I’m embarrassed to say it, but I’ve never been super great at remembering to do breast self-exams. It’s always a sort of afterthought to shaving my armpits. Like, “Oh! While I’m in this region, maybe I’ll just do some other poking around.”
It was during one of these not-frequent-enough feel-ups that I noticed a bit of pain when I poked and prodded. After further investigation, to my horror, I felt a lump. I panicked as I finished my bath, visions of chemotherapy and cancer treatments blurring my vision.
As I toweled off, I took a look in the mirror at my neglected boob, which now was at the center of my every thought. Not expecting to see much of anything, I was surprised at the quarter-sized circle on the side of my right breast.
After several Google searches and a nipple-covered selfie that I sent to my bestie, I began to chill out a bit. It seemed that most dangerous/cancerous lumps in the breast are not red and rarely cause pain.

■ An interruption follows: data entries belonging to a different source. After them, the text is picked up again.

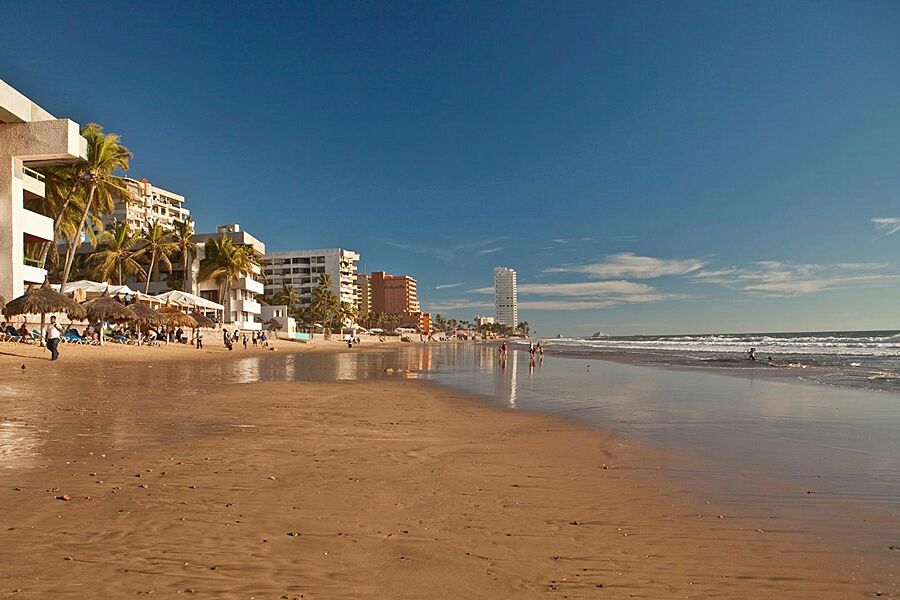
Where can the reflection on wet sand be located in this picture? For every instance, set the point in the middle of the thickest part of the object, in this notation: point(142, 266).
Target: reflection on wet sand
point(760, 443)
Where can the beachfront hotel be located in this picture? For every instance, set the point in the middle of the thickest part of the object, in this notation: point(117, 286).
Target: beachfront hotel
point(29, 137)
point(506, 301)
point(393, 294)
point(302, 268)
point(363, 294)
point(241, 308)
point(147, 203)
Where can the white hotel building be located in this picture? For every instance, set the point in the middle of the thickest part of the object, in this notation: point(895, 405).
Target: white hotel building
point(29, 137)
point(148, 203)
point(241, 308)
point(301, 269)
point(506, 300)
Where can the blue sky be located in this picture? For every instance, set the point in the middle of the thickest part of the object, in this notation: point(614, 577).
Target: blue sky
point(649, 167)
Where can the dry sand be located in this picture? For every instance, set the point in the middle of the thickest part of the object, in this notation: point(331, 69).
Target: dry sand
point(378, 489)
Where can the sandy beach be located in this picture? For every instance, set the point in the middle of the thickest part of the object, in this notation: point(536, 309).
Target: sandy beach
point(388, 488)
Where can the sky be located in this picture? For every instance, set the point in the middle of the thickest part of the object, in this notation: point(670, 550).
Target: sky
point(646, 167)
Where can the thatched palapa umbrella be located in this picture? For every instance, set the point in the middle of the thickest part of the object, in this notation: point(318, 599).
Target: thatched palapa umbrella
point(202, 320)
point(143, 315)
point(105, 308)
point(41, 301)
point(175, 318)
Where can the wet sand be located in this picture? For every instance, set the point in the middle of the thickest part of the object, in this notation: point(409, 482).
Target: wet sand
point(385, 488)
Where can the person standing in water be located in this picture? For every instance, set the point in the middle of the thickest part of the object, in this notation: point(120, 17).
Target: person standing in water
point(52, 336)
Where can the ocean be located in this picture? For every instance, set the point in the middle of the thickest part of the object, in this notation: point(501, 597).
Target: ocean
point(861, 359)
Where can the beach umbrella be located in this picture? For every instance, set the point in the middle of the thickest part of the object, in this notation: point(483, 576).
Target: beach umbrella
point(202, 320)
point(273, 325)
point(175, 318)
point(41, 301)
point(105, 308)
point(146, 316)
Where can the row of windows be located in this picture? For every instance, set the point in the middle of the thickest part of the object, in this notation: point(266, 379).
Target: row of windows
point(300, 260)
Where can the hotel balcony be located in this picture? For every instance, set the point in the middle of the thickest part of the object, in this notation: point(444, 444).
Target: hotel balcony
point(33, 274)
point(33, 183)
point(37, 228)
point(248, 306)
point(251, 285)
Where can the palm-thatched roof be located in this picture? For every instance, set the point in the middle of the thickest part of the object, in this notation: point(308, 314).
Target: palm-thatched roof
point(145, 315)
point(105, 308)
point(175, 318)
point(202, 320)
point(38, 301)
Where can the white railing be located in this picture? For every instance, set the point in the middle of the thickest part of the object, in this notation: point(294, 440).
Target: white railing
point(32, 173)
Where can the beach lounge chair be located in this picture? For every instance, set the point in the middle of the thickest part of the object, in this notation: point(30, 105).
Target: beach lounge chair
point(12, 334)
point(72, 337)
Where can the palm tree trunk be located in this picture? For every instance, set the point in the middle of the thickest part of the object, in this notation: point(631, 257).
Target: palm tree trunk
point(45, 247)
point(150, 271)
point(184, 276)
point(70, 254)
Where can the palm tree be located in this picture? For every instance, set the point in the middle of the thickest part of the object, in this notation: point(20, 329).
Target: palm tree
point(289, 295)
point(325, 303)
point(100, 184)
point(182, 238)
point(116, 257)
point(159, 246)
point(347, 313)
point(226, 263)
point(61, 189)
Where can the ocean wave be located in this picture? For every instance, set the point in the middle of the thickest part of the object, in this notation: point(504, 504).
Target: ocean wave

Chalking it up to some vicious spider bite, I took my wise friend’s advice and drew a circle around the red lump with a ballpoint pen to note the initial size and tried to forget about it as I fell asleep.

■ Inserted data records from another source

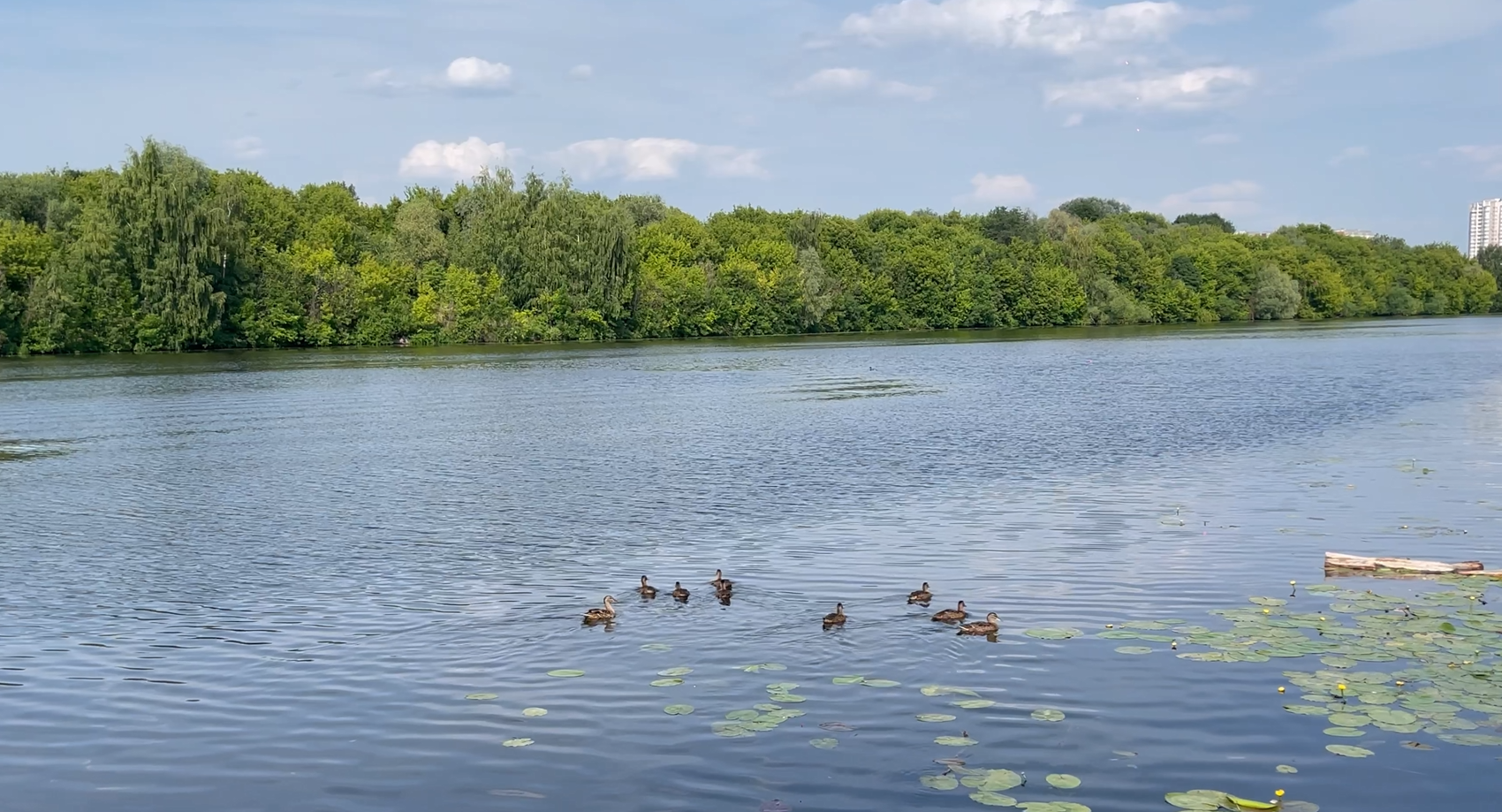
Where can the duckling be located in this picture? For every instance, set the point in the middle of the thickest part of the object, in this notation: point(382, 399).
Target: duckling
point(987, 626)
point(836, 618)
point(601, 616)
point(951, 616)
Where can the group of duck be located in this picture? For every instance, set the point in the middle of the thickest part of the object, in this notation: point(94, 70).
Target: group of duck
point(832, 620)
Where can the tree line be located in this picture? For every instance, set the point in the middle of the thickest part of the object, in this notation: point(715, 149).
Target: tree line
point(167, 254)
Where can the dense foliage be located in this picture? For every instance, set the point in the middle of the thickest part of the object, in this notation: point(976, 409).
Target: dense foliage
point(169, 254)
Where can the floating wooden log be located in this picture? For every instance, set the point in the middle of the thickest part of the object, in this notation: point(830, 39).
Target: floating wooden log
point(1405, 566)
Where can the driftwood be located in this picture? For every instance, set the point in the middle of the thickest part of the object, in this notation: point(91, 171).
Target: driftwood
point(1403, 566)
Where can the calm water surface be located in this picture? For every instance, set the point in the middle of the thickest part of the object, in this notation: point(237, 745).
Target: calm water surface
point(268, 581)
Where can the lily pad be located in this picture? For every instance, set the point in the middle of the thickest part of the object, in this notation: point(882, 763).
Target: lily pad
point(1053, 634)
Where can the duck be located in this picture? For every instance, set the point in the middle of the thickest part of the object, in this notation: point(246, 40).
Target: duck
point(836, 618)
point(987, 626)
point(600, 616)
point(951, 616)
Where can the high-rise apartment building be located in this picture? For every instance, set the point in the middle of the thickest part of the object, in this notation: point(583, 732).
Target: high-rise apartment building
point(1486, 225)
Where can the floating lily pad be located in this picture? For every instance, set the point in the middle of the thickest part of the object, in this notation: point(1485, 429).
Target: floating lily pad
point(945, 691)
point(1053, 634)
point(939, 782)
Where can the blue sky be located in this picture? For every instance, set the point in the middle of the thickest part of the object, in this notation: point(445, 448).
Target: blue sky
point(1379, 114)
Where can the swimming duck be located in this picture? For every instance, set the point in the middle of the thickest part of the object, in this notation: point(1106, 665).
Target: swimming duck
point(836, 618)
point(987, 626)
point(600, 616)
point(951, 616)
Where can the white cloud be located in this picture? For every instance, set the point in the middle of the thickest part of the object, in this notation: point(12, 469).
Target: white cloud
point(860, 81)
point(1489, 158)
point(1373, 27)
point(457, 159)
point(1188, 90)
point(247, 148)
point(476, 74)
point(1001, 188)
point(1059, 26)
point(656, 158)
point(1349, 154)
point(1236, 197)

The next morning, as I got ready, I noticed that my right lady was sort of throbbing and took another look-see in the mirror as I applied my deodorant. My lovely blue pen-drawn, quarter-sized circle was no longer an accurate measurement of my “bite”.
The painful red lump had, at least, doubled in size
I decided to call the doctor on my lunch break. While I was obviously a bit worried, I guessed that I would talk to a patronizing nurse, who would tell me that it was probably an insect bite and encourage me to keep an eye on it. But I was surprised, instead, to be transferred from the nurse to the doctor and told to come in ASAP.
What was going on?
A few hours ago, I was happily relaxing in the bath, and now here I am, sitting masked and unsettled in my doctor’s waiting room.

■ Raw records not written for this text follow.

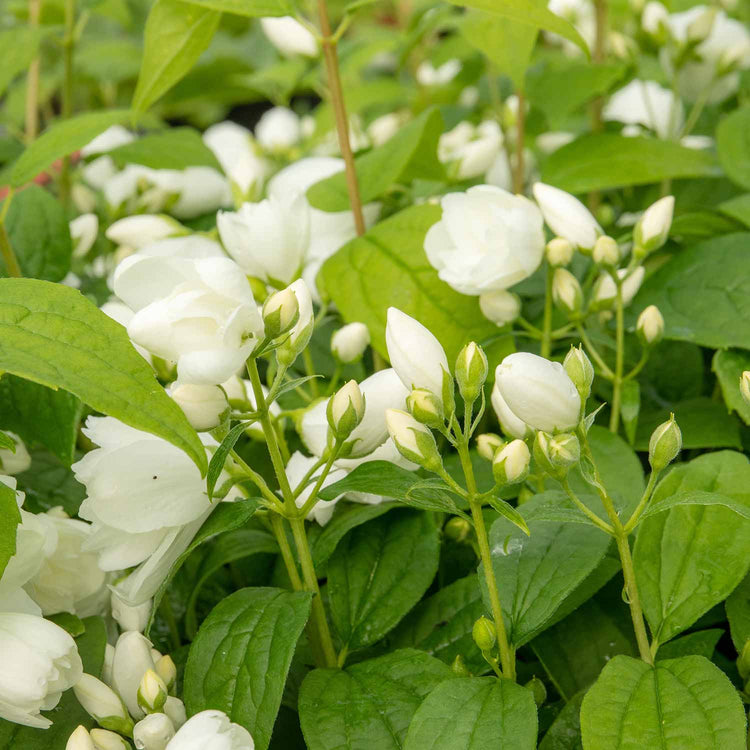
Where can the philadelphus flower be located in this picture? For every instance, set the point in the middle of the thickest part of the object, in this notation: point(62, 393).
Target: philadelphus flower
point(487, 239)
point(211, 730)
point(501, 307)
point(415, 354)
point(40, 661)
point(348, 344)
point(472, 148)
point(269, 240)
point(278, 129)
point(289, 36)
point(649, 104)
point(197, 312)
point(538, 392)
point(566, 216)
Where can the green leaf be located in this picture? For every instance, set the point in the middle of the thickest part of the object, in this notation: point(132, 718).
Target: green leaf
point(175, 148)
point(441, 625)
point(535, 574)
point(39, 234)
point(678, 704)
point(52, 335)
point(412, 150)
point(733, 146)
point(239, 661)
point(600, 161)
point(368, 705)
point(702, 293)
point(475, 713)
point(249, 8)
point(40, 415)
point(691, 557)
point(11, 517)
point(226, 517)
point(506, 43)
point(387, 267)
point(378, 572)
point(177, 33)
point(529, 13)
point(62, 139)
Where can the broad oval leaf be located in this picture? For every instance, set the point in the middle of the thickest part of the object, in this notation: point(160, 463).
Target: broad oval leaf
point(240, 658)
point(475, 713)
point(368, 705)
point(53, 335)
point(678, 704)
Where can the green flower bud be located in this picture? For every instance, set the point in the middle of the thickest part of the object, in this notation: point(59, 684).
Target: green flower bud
point(665, 444)
point(484, 634)
point(471, 371)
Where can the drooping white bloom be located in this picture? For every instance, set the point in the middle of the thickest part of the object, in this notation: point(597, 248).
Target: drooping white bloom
point(487, 239)
point(566, 216)
point(197, 312)
point(289, 36)
point(415, 354)
point(83, 231)
point(538, 392)
point(40, 661)
point(211, 730)
point(269, 239)
point(234, 148)
point(649, 104)
point(278, 129)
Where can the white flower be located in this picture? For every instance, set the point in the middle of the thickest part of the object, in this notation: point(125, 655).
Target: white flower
point(428, 75)
point(415, 354)
point(278, 129)
point(211, 730)
point(649, 104)
point(197, 312)
point(83, 231)
point(566, 216)
point(233, 147)
point(348, 344)
point(487, 239)
point(538, 392)
point(289, 36)
point(40, 661)
point(269, 240)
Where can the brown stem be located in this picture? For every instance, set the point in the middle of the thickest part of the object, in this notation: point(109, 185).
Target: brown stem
point(330, 53)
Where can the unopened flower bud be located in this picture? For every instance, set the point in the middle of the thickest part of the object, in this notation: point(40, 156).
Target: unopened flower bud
point(484, 634)
point(566, 291)
point(102, 703)
point(80, 739)
point(501, 307)
point(425, 407)
point(414, 441)
point(345, 410)
point(664, 445)
point(652, 229)
point(559, 251)
point(471, 371)
point(556, 454)
point(511, 464)
point(606, 252)
point(152, 692)
point(167, 670)
point(348, 344)
point(205, 407)
point(488, 445)
point(106, 740)
point(153, 733)
point(280, 312)
point(650, 326)
point(580, 371)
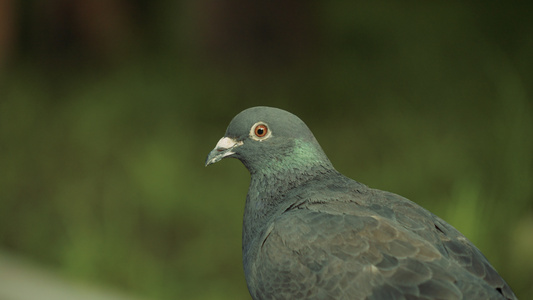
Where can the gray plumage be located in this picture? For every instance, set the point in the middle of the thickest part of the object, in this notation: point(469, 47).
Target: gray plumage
point(309, 232)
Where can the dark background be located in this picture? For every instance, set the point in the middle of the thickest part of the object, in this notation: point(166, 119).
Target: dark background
point(109, 108)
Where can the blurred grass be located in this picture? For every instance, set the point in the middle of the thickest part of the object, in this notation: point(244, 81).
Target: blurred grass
point(102, 166)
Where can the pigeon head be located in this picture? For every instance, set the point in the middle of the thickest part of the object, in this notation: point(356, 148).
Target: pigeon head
point(269, 139)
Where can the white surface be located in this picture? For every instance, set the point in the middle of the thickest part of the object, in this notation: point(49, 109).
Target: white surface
point(21, 280)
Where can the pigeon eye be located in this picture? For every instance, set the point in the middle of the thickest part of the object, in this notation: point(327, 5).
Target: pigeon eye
point(260, 130)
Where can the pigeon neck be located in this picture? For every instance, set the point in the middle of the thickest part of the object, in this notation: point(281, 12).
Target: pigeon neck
point(271, 183)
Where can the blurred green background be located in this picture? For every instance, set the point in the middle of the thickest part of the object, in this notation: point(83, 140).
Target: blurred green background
point(109, 108)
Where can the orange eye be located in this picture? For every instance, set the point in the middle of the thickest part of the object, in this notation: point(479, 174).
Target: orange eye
point(260, 130)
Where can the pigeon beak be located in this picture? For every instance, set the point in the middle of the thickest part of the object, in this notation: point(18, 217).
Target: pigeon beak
point(223, 149)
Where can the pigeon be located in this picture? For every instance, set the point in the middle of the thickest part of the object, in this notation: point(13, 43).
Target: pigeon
point(310, 232)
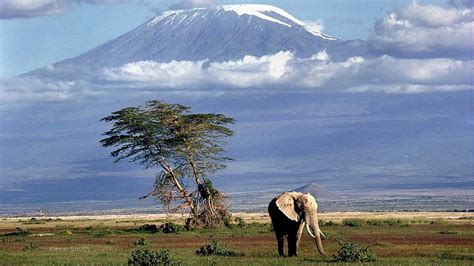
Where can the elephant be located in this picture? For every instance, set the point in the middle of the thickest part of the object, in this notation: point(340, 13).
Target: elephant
point(289, 212)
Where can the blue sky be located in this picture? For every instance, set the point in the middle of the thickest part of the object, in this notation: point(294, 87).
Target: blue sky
point(398, 117)
point(31, 43)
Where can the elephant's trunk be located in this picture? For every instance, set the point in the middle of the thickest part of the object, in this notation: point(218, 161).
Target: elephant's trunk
point(314, 224)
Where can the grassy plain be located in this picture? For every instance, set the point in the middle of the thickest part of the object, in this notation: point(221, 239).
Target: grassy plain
point(411, 238)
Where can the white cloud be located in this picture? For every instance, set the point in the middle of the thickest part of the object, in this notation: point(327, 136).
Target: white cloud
point(270, 74)
point(11, 9)
point(30, 8)
point(424, 31)
point(284, 71)
point(186, 4)
point(29, 89)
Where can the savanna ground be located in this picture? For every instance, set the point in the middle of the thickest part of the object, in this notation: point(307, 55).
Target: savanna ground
point(397, 238)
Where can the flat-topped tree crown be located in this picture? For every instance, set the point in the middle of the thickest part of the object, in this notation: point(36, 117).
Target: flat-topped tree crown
point(181, 145)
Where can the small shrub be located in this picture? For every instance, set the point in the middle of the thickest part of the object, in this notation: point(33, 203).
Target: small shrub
point(143, 256)
point(34, 221)
point(168, 228)
point(240, 222)
point(20, 232)
point(352, 222)
point(140, 242)
point(216, 249)
point(102, 233)
point(448, 255)
point(30, 246)
point(375, 222)
point(353, 252)
point(448, 233)
point(148, 228)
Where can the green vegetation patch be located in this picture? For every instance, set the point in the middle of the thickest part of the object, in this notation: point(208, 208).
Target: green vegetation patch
point(217, 249)
point(143, 256)
point(354, 252)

My doctor asked me a few questions and gave me a real breast exam that was super painful, thanks to the lump and the redness that was now expanding over my entire boob. It took her about two seconds to tell me what was up.
“You have mastitis," she said
“Um…what?”
“Mastitis.” She said again, matter of factly.
“As in a clogged milk duct — MASTITIS?”
“Yes.”
I told her that must be a mistake. I explained to her that I wasn’t nursing. I had not nursed in more than three years.
She patiently told me that, while uncommon, it is completely possible to get mastitis when not nursing. It can be caused by bacteria entering the breast through dry or cracked nipples. It can also be caused by stress.
Ding. Ding. Ding.
Stress
That was a definite possibility.
She prescribed me with a hard hit of antibiotics and told me to be aware that I probably would get COVID-19-like symptoms in the following days, but they were, most likely, the infection associated with mastitis in my body.
As if speaking it into life, I spiked a high fever on my way home and spent the next 24 hours feeling achy and fighting off chills and nausea.
It was a rough go, but I made it through to tell about it.
To tell the story years from now about how, once upon a time, in the year 2020, kids no longer went to school, people wore masks to the grocery store, there was a nationwide toilet paper shortage…
And these dried-up, non-nursing boobs got mastitis.